As to how payments can change the financial services ecosystem itself, observers noted that payments could be a significant percentage of consumers’ interactions with banks and credit unions, opening up incremental revenue streams. Authentication of payments and verification efforts will have to improve as so much activity between buyers and sellers, payments senders and recipients is done online. One buzzword that transcends the payments themselves, or who is initiating them or getting them — speed. We’re headed toward the age of real-time payments (more commonly referred to as RTP), where funds flow with instant confirmation, where consumers pay bills just in time and where corporates themselves have better cash flow visibility/ management on a day-to-day basis.

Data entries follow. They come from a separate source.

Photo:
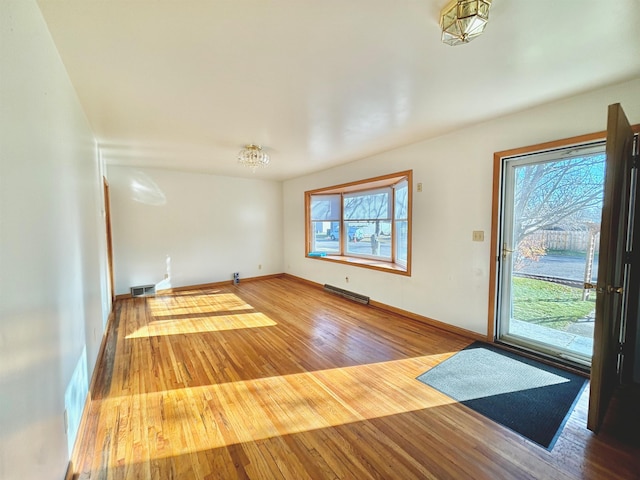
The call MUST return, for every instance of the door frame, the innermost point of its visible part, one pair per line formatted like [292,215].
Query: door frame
[496,213]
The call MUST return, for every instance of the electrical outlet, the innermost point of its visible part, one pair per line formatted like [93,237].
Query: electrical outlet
[478,236]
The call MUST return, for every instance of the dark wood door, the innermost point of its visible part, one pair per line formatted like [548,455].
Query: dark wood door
[612,267]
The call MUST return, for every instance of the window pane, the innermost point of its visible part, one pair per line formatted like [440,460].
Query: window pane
[325,237]
[402,243]
[402,200]
[370,239]
[325,207]
[370,205]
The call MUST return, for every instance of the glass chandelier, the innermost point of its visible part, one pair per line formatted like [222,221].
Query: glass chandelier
[253,157]
[463,20]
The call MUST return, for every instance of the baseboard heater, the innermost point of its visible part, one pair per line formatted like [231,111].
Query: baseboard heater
[356,297]
[143,291]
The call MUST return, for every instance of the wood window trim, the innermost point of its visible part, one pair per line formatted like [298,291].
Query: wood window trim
[363,185]
[495,208]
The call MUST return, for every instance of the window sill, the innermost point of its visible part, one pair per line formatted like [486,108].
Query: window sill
[365,263]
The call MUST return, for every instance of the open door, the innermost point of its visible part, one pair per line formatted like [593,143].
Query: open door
[614,266]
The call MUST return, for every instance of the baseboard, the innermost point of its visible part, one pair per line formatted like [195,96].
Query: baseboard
[70,474]
[430,321]
[405,313]
[226,283]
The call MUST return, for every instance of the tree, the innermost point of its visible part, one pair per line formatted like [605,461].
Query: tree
[562,194]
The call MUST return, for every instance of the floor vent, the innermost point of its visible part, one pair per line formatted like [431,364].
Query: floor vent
[143,291]
[356,297]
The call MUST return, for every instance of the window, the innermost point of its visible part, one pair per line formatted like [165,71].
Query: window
[365,223]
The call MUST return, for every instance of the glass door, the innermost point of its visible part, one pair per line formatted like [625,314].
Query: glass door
[551,207]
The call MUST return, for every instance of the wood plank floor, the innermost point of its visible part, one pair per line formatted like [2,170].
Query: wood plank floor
[278,379]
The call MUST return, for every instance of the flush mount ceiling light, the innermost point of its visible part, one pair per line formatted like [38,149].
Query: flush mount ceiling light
[463,20]
[253,157]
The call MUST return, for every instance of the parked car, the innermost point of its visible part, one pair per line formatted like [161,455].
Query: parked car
[355,233]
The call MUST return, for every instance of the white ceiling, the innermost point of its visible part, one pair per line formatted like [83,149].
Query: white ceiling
[184,84]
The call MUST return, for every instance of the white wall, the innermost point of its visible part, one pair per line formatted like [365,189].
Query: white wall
[53,300]
[450,273]
[197,228]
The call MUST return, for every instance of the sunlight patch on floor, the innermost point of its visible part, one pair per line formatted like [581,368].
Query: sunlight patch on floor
[187,420]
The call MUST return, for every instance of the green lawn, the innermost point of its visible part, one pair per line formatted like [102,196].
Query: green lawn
[549,304]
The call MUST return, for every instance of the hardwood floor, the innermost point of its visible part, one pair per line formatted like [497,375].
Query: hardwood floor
[278,379]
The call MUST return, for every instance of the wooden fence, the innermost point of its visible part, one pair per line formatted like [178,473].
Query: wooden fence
[577,241]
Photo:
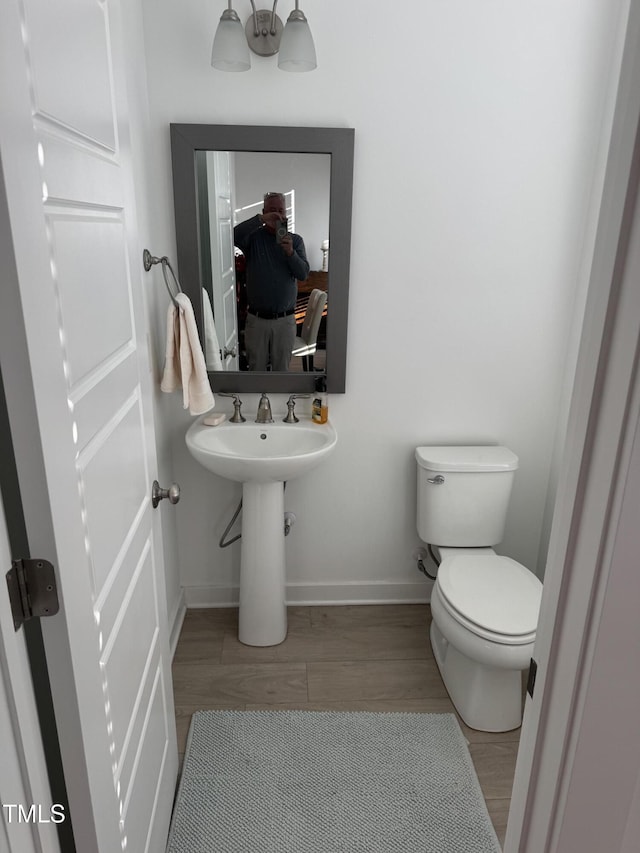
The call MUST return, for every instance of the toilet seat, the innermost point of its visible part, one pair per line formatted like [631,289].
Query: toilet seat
[495,597]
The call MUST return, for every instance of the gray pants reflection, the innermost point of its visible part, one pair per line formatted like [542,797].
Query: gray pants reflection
[269,342]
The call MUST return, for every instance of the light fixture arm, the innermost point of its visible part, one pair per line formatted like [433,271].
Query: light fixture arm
[256,26]
[273,18]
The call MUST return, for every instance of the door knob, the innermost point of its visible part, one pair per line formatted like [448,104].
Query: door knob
[158,494]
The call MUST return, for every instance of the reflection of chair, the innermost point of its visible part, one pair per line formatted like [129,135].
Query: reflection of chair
[305,344]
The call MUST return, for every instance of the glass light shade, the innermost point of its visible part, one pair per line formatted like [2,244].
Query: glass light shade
[297,51]
[230,50]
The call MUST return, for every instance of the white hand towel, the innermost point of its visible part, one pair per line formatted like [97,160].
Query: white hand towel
[211,344]
[184,362]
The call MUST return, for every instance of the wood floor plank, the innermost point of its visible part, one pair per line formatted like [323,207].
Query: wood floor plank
[346,658]
[198,684]
[372,680]
[325,641]
[495,765]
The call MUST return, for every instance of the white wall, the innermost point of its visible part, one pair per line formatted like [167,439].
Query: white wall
[477,131]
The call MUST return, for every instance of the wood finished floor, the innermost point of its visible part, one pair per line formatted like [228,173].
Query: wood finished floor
[350,658]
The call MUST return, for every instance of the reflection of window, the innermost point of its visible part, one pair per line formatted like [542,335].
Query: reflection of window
[249,210]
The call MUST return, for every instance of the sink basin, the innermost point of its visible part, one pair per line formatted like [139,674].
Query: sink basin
[262,457]
[261,453]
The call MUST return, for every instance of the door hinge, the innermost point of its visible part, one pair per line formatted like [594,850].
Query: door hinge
[32,590]
[531,680]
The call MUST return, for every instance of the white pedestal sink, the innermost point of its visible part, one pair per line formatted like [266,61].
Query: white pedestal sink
[261,457]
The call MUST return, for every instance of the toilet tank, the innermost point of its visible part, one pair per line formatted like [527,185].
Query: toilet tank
[463,494]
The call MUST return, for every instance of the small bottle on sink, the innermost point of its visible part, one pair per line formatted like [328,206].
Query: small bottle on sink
[320,405]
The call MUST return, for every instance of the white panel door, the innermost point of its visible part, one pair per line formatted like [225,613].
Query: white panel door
[223,270]
[23,776]
[78,291]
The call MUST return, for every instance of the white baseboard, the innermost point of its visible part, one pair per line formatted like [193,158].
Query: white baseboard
[351,592]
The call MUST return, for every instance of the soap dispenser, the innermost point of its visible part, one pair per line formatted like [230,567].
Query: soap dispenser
[320,405]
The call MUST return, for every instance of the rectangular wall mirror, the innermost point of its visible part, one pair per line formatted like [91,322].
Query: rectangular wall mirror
[221,174]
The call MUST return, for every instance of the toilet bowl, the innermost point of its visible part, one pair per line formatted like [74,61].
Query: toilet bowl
[484,616]
[484,606]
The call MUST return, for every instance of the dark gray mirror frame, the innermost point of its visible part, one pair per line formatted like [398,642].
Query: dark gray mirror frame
[186,140]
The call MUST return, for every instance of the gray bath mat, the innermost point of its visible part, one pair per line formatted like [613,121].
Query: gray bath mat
[328,782]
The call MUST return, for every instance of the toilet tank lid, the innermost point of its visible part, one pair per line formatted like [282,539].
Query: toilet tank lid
[466,458]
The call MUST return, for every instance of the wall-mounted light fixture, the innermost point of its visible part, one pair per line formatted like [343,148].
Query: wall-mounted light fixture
[265,35]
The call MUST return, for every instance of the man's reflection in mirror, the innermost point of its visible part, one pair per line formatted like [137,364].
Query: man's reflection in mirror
[276,260]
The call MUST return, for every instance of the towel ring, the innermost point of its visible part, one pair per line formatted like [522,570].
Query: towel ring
[149,260]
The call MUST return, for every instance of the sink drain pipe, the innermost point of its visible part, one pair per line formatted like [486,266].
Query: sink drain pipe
[289,521]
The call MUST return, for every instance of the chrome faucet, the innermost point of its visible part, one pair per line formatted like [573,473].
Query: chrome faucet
[264,411]
[291,402]
[238,417]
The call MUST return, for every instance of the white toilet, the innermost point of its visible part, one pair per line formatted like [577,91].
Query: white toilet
[484,606]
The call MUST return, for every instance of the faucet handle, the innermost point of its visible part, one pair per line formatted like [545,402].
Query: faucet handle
[291,418]
[238,417]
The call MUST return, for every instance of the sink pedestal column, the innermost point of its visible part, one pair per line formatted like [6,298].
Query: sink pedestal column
[263,611]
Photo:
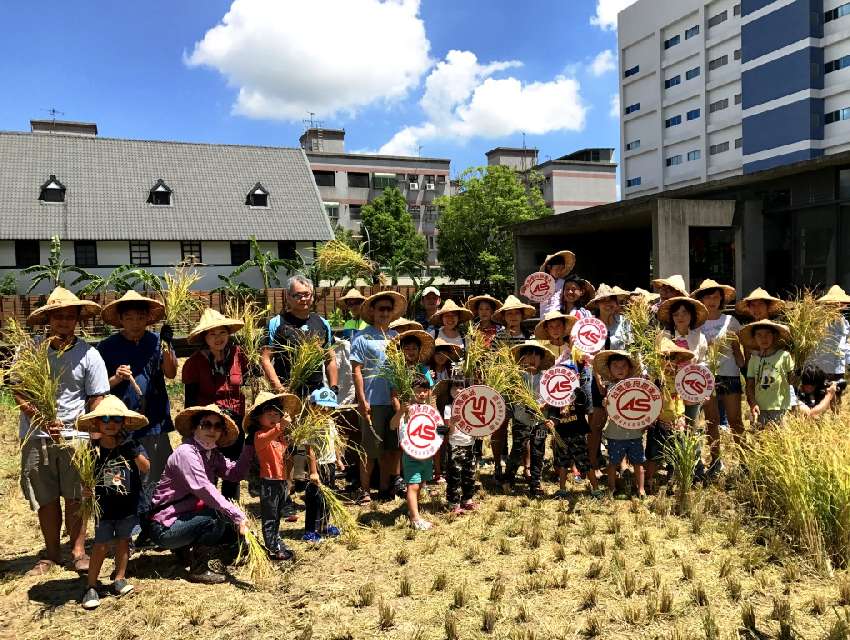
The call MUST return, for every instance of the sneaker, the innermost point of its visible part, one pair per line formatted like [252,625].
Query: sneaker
[121,588]
[90,599]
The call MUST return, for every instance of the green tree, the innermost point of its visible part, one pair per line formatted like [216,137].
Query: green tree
[392,238]
[475,242]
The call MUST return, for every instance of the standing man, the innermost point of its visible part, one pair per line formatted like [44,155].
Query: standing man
[47,473]
[138,361]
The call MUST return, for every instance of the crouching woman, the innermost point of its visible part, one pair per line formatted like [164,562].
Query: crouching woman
[189,514]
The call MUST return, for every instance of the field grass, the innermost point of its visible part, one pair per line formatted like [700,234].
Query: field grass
[516,569]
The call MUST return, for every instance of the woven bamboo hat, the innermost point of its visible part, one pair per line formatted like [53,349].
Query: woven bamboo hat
[665,316]
[212,319]
[450,306]
[747,335]
[511,303]
[367,311]
[61,298]
[540,329]
[183,423]
[286,401]
[774,305]
[156,310]
[548,357]
[111,406]
[426,342]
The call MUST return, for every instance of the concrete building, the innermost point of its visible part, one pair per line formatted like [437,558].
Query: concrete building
[150,203]
[585,178]
[713,89]
[347,181]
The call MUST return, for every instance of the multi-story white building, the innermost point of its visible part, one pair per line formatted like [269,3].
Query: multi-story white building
[712,89]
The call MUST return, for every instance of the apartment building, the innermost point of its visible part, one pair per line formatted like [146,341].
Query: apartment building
[347,181]
[713,89]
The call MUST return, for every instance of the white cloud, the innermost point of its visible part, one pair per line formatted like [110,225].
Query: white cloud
[604,62]
[325,56]
[606,13]
[462,100]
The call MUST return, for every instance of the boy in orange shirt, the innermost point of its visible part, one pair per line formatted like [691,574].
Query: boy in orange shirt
[265,423]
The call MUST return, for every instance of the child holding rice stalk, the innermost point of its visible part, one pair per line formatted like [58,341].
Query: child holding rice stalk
[115,485]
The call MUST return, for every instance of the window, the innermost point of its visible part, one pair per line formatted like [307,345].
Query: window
[85,253]
[359,180]
[718,148]
[160,194]
[721,17]
[720,105]
[190,251]
[324,178]
[240,251]
[718,62]
[27,253]
[672,42]
[52,190]
[258,196]
[140,253]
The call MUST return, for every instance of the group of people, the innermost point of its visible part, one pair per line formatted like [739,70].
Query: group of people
[115,397]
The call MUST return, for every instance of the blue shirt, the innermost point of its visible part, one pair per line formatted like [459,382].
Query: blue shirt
[369,350]
[145,360]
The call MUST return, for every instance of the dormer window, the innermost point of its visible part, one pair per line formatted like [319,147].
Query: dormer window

Embracing payments transformation also means embracing the back office changes needed to facilitate those payments (which in turn means getting treasury departments on board with their own digital shifts). Nowhere might this be more apparent than in the business-to-business (B2B) space — ripe for change, say our observers — where cross-border payments and a lack of transparency (not to mention paper checks) are still hallmarks. B2B firms, according to respondents, are now looking toward recurring revenue models, while in commerce in general, the direct-to-consumer (D2C) model exists as a long-term strategy.
The digital acceleration may have leaped ahead by years rather than months in the midst of the pandemic. But it shows no signs of abating, nor does the creation of omnichannel experiences that are improved by payments as a frictionless part of the process, invisible though they may be.